Hay días que marcan a fuego a las sociedades humanas, fechas inscritas para siempre en la memoria de los pueblos. Archivos, documentos y monumentos registrarán aquel acontecimiento para las nuevas generaciones. Cada pueblo conoce y reconoce esa calendariedad que constituye, ni más ni menos, su propia historia.
El once de septiembre de 1973 pertenece, por derecho propio, a aquellas fechas trágicas de nuestro país. Una fecha que vive todavía en la memoria viva de muchos, víctimas y victimarios.
La Moneda en llamas mientras los jets revolotean sobre el centro de Santiago y la radio transmite marchas militares. El presidente Salvador Allende se dirige a los trabajadores por una de las últimas radioemisoras libres, cuatro generales inician un Golpe de Estado contra el gobierno constitucional. La soldadesca se despliega en todo el territorio, lo que se empezó en Valparaíso se convierte en un férreo control de patrullas y destacamentos en cada ciudad. Se inauguran muchos centros de detención: estadios deportivos, regimientos, escuelas. Se instituye una voz única a través de los medios de comunicación, la voz de los triunfadores.
En muchas esquinas de la ciudad se repiten dantescas escenas, cadáveres de jóvenes estudiantes apilados en el suelo salpicados de rojo sangre, como si unas flores brotaran de sus camisas, cientos de libros incinerados ante la risa de algunos, muchos cuerpos cubiertos de hojas de periódicos dispersos en calles céntricas, otros cuerpos flotan a orillas del río Mapocho.
La ciudad está prohibida, un “toque de queda” precede la noche en que serán allanados los barrios populares. Un silencio sepulcral se apodera de las ciudades de Chile, apenas interrumpido por ráfagas de ametralladoras o algún lejano helicóptero.
La televisión nos muestra a los cuatro uniformados que pusieron fin al gobierno de la Unidad Popular. Con marcado tono militar, acusan, justifican, amenazan.
El presidente de la Corte Suprema ha declarado que el golpe ha sido un acto de legalidad ante un gobierno inconstitucional y varios ex presidentes celebran el Golpe de Estado.
Esa misma noche, los “Huasos Quincheros” cantan entre risas en alusión a las últimas horas del presidente Allende. Chile recibe a los vencedores de la jornada con casas embanderadas obligatoriamente. Los estadios, muchos regimientos y escuelas están repletos de detenidos a través de todo el país. Ha comenzado una dictadura militar.
La Moneda en llamas ha sido una metáfora de lo acontecido en nuestro país desde aquel triste día de septiembre. Un edificio en ruinas, tal como todo el andamiaje democrático republicano que enorgulleció a Chile durante gran parte del siglo XX.

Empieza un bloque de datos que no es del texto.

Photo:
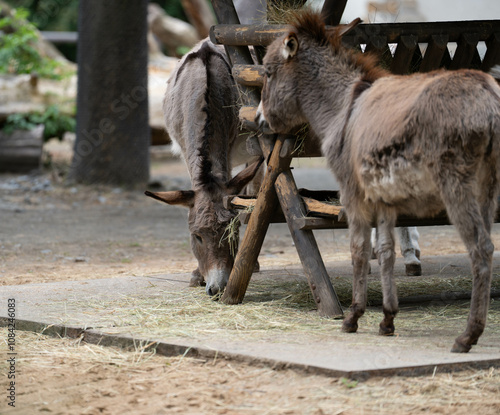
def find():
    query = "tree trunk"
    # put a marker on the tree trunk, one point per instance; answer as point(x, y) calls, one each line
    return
point(113, 135)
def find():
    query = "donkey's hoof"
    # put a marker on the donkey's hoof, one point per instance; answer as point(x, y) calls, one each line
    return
point(413, 270)
point(348, 327)
point(460, 347)
point(386, 330)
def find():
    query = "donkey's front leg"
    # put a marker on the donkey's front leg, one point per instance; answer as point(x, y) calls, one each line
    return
point(386, 219)
point(360, 252)
point(408, 239)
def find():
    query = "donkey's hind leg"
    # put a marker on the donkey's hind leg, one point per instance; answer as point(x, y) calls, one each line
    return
point(386, 219)
point(466, 213)
point(360, 252)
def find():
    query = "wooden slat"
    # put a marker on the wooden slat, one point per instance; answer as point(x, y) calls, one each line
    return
point(434, 53)
point(466, 47)
point(263, 35)
point(238, 54)
point(250, 75)
point(492, 56)
point(333, 10)
point(377, 45)
point(404, 53)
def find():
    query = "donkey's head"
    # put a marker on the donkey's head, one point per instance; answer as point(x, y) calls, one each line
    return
point(295, 63)
point(208, 221)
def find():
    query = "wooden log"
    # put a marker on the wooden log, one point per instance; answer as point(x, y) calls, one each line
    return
point(404, 53)
point(321, 287)
point(434, 53)
point(492, 56)
point(466, 46)
point(250, 75)
point(316, 208)
point(21, 151)
point(263, 35)
point(238, 202)
point(256, 230)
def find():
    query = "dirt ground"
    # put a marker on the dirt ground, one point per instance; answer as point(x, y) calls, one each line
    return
point(52, 232)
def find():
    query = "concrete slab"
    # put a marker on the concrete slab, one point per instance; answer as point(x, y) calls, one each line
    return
point(105, 311)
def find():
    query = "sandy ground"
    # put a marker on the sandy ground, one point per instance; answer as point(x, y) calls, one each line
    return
point(52, 232)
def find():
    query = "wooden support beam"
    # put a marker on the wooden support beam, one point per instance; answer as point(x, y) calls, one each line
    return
point(466, 46)
point(225, 12)
point(492, 56)
point(263, 35)
point(250, 75)
point(256, 230)
point(434, 53)
point(321, 287)
point(403, 55)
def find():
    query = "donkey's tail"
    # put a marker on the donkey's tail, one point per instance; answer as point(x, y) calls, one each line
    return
point(495, 72)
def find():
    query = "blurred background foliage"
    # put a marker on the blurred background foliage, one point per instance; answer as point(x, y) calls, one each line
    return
point(62, 15)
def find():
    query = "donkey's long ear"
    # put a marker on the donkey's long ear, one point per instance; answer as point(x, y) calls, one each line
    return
point(290, 46)
point(238, 182)
point(342, 30)
point(177, 197)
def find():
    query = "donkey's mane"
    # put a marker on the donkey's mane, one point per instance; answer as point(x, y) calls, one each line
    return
point(311, 24)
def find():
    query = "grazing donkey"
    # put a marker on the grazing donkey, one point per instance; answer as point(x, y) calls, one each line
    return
point(201, 116)
point(414, 144)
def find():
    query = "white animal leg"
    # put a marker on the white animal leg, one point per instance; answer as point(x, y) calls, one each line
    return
point(408, 240)
point(386, 219)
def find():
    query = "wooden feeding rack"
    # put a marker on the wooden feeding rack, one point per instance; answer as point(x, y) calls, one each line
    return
point(402, 48)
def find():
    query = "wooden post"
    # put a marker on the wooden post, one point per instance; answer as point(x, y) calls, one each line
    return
point(434, 53)
point(322, 290)
point(404, 54)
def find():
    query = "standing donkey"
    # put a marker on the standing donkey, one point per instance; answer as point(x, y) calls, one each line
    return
point(413, 144)
point(201, 116)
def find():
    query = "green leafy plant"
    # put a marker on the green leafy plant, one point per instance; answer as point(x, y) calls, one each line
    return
point(18, 53)
point(56, 123)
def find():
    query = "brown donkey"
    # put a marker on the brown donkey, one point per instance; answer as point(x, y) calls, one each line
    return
point(412, 145)
point(201, 117)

Un edificio que años más tarde sería reconstruido con la misma fachada como una “simulación” casi perfecta de lo que fue, tal como nuestra propia “democracia” que guarda las formas de antaño, pero sin poder disimular su mentira, su carácter degradado de “pastiche” o remedo de aquella forma histórica que conoció nuestro país.
Surge una sospecha todavía más inquietante y tenebrosa. Tras lo acontecido hace casi cuatro décadas cabe preguntarse si acaso La Moneda ha dejado de arder.
A primera vista la interrogante puede parecer ociosa, sin embargo, la cuestión es radical y quiere subrayar el hecho de que el asedio y la usurpación al poder de la soberanía popular representado en la casa de gobierno no ha cesado desde entonces. Seguimos bajo el “estado de excepción”, la Moneda sigue ardiendo entre volutas de humo desde entonces y sus llamaradas alcanzan a los movimientos sociales en Araucanía y a los movimientos estudiantiles en las calles de nuestras ciudades.
Las llamas de La Moneda no son solamente la imagen de un espeluznante pasado. Se trata más bien de un presente, un “ahora de Chile”, en que las llamas de ese averno siguen calcinando nuestra vida cotidiana.
Todavía, entre nosotros, un “toque de queda” nos impide recordar; todavía muchos desaparecidos no encuentran su tumba; todavía la impunidad de tantos; todavía la ley escrita por el general prescribe nuestra vida, todavía tanto olvido y tanta mentira.
La Moneda arde todavía en el dolor que permanece obstinado en el corazón de muchos compatriotas.